Operations & Central Kitchen

The flagship restaurant is supported by a central commissary kitchen, a procurement function, HACCP-compliant food-preparation systems, inventory-management software, an online-ordering platform, delivery partnerships and a staff-training academy. The central kitchen is the operational spine that makes multi-site consistency, catering, cloud kitchens and retail products possible.

The central commissary model

  • Standardised recipes and freshly prepared spice blends, sauces and marinades produced centrally, so every restaurant, cloud kitchen and catering job delivers identical quality.
  • Bulk procurement of proteins, produce, spices and packaging on national terms, lowering input cost and protecting margin as the network grows.
  • HACCP food-safety systems, cold-chain integrity and batch traceability, prerequisites for catering contracts and supermarket retail listings.
  • Reduced in-restaurant preparation, cutting kitchen labour and waste at each site and simplifying the franchise operating model.
Figure 10. Capital expenditure phasing by category.

Technology and systems

An integrated technology stack, point-of-sale, online ordering, delivery-platform integration, inventory management and a loyalty programme, links front-of-house, the central kitchen and management reporting.

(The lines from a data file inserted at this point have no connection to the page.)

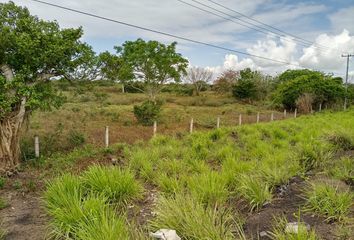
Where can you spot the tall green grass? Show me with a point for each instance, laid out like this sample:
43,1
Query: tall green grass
80,206
279,231
192,220
119,186
329,201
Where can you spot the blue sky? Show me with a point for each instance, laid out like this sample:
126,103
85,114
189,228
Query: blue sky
322,22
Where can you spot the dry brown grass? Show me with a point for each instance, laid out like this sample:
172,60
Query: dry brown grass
89,114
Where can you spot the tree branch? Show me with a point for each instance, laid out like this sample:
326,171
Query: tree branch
7,72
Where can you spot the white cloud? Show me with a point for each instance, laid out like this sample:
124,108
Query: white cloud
328,59
343,19
287,50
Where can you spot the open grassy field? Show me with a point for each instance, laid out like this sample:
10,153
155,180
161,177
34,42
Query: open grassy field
90,108
241,182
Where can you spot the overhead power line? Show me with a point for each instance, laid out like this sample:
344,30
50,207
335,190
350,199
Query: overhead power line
253,26
165,33
262,23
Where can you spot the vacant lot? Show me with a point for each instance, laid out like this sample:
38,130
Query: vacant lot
229,183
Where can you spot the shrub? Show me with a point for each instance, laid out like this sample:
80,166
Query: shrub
255,191
119,186
2,182
341,140
103,224
294,83
77,214
329,201
304,103
192,220
2,233
279,231
63,201
245,89
134,87
343,169
3,204
148,112
314,155
209,188
76,138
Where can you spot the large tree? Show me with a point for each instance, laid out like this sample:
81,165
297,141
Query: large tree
152,63
324,89
32,51
199,78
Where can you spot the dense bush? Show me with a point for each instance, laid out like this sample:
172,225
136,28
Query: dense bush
179,89
324,89
148,112
245,89
224,83
134,87
329,201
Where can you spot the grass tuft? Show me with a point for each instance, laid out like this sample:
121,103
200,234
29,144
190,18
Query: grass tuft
329,201
279,231
118,185
193,221
255,191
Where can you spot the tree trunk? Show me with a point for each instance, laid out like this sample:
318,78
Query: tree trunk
10,139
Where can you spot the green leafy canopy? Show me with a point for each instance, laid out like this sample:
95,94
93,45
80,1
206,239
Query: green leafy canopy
33,51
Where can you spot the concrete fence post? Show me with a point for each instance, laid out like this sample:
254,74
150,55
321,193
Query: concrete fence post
155,128
106,137
191,126
36,146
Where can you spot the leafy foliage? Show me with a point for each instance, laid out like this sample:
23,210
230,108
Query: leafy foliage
33,50
148,112
184,214
330,201
119,186
294,83
152,62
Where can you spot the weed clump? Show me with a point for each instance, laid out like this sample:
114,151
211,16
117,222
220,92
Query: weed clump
192,220
329,201
281,233
255,191
341,140
119,186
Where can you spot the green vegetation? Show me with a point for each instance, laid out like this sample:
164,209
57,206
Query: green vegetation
81,208
193,221
197,176
3,204
2,182
119,186
148,112
330,201
280,233
324,89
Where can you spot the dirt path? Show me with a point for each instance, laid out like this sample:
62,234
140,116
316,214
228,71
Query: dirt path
23,219
287,203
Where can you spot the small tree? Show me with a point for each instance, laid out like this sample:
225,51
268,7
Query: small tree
225,81
111,67
32,51
199,78
245,89
85,65
151,62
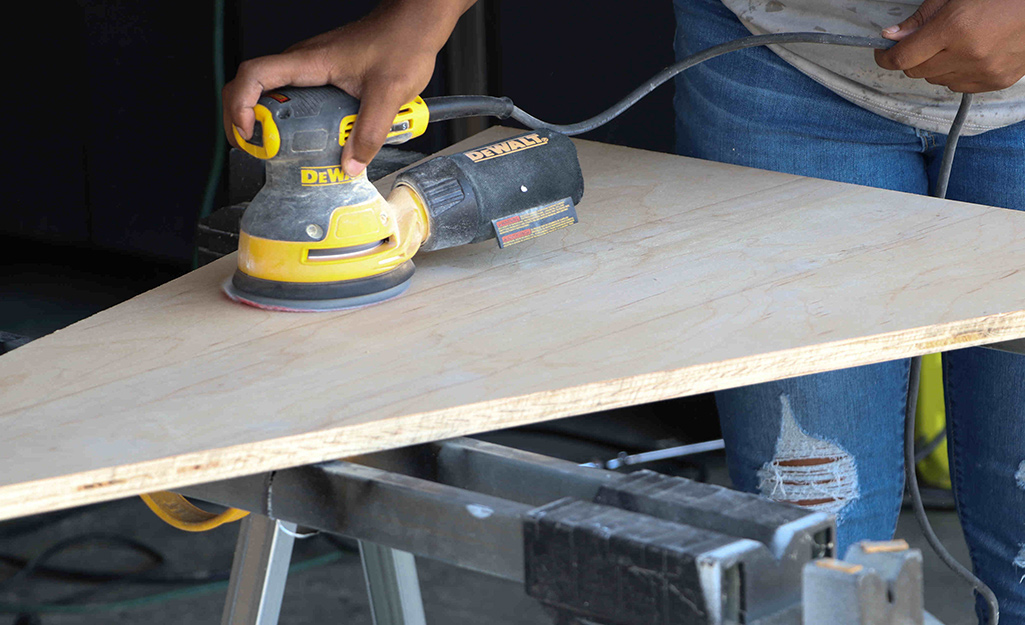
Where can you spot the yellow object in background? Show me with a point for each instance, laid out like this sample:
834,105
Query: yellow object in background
931,422
176,511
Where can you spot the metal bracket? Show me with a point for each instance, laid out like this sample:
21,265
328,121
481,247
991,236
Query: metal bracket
597,545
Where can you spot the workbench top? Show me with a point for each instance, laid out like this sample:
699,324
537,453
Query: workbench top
683,277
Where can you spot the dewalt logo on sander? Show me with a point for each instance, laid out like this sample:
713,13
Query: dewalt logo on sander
323,175
503,148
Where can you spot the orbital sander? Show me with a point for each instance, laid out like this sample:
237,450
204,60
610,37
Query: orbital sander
316,239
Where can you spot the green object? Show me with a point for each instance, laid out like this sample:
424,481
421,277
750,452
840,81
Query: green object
931,422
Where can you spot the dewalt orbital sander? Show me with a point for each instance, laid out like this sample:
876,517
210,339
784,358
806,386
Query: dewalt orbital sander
315,239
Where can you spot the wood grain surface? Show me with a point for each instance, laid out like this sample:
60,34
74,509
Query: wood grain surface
683,277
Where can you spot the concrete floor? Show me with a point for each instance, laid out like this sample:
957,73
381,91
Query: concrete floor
41,297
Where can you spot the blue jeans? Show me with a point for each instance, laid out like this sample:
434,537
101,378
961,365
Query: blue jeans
833,441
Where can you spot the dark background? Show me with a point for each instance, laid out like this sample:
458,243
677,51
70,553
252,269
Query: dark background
117,146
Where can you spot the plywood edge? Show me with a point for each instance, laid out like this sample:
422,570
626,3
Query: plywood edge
105,485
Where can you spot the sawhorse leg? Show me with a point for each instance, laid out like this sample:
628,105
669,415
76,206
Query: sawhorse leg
259,572
393,585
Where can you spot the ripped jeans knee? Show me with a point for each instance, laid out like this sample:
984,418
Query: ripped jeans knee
808,471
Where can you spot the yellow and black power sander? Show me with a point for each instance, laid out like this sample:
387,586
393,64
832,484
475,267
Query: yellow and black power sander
315,239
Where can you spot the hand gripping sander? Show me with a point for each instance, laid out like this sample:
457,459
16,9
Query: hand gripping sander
315,239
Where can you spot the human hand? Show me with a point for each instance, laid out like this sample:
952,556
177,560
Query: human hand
969,46
384,59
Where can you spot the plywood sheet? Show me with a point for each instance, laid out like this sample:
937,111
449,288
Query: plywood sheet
684,277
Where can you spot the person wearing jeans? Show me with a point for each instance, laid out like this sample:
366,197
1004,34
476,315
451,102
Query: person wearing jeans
834,441
831,442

This digital core enables demand-driven production planning, real-time cost control across sites, and the first-party customer data that sharpens marketing and menu decisions.

Operating ramp

Figure 11. Headcount ramp by function.

The organisation grows from 70 employees in Year 1 (executive 4, restaurant management 6, chefs 12, kitchen 16, front of house 20, marketing 3, finance and administration 4, drivers and logistics 5) to roughly 255 by Year 5, weighted toward kitchen, culinary and front-of-house roles as sites open. Franchise outlets add employment at franchisee level beyond these figures. A staff-training academy institutionalises service and culinary standards, essential for consistent multi-site delivery.

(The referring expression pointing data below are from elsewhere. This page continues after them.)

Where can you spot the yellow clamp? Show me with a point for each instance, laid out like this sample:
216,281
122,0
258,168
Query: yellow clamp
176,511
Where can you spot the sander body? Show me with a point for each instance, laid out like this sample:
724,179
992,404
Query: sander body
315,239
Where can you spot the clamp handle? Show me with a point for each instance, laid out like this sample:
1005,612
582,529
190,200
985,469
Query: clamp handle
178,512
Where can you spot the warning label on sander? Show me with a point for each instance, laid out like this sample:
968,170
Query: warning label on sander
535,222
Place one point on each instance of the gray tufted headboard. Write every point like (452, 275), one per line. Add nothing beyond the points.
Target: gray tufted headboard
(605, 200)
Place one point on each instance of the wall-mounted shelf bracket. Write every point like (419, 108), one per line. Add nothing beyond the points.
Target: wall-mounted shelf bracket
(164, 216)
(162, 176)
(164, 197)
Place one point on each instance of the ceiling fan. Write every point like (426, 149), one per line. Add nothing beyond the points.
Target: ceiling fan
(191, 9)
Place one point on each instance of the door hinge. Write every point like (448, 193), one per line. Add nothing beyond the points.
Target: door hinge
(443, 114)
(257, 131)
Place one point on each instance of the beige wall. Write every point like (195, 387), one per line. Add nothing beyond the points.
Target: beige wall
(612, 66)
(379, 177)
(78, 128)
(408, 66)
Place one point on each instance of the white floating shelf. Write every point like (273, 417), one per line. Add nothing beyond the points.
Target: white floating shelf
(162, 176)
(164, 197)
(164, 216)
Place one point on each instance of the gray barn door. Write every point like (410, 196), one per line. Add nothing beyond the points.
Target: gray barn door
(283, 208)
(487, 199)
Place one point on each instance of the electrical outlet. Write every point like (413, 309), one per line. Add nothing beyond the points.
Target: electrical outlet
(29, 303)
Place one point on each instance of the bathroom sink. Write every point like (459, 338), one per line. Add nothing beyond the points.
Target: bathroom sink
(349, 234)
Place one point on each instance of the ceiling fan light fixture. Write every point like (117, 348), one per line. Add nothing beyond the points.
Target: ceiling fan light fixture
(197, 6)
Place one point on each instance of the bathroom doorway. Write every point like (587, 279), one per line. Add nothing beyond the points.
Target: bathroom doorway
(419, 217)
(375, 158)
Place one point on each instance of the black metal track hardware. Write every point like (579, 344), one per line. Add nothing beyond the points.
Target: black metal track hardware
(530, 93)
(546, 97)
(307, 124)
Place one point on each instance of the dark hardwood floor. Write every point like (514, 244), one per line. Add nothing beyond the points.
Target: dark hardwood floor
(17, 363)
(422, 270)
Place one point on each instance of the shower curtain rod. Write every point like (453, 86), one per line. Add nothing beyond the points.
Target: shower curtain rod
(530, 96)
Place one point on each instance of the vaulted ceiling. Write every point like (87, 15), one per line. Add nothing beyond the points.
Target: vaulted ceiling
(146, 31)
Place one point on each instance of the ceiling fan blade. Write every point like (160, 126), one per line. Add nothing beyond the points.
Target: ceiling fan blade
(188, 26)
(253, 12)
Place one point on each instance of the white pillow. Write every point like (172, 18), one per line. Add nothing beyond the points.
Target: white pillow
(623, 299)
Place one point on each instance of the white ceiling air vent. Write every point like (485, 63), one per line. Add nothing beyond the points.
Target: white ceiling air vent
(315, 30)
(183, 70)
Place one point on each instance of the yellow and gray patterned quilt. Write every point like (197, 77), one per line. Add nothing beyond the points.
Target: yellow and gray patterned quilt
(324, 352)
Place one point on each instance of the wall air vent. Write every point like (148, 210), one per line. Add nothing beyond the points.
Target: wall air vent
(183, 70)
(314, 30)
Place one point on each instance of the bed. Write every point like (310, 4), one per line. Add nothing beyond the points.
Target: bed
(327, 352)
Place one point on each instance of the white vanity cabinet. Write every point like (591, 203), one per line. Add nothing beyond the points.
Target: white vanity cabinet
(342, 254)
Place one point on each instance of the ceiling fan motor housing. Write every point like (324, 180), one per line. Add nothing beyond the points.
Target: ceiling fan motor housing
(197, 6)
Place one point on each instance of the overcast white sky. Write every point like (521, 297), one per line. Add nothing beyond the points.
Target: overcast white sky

Procurement, supply chain and quality assurance

Ingredient cost is the largest variable expense in a restaurant, so procurement discipline is central to protecting margin. The Company will contract nationally for core inputs, proteins, produce, rice, dairy, spices and packaging, securing volume pricing and continuity, and will qualify second sources for critical items to avoid single-supplier exposure. In-house production of spice blends, marinades and sauces converts a cost centre into a differentiator and a retail product line. Cold-chain logistics, owned for time-critical routes and outsourced for the long tail, maintain freshness and food safety across sites. HACCP food-safety systems, batch traceability and an on-site QA function protect the premium brand and are prerequisites for catering contracts and supermarket retail listings; brand-standards audits extend the same discipline into every franchise outlet.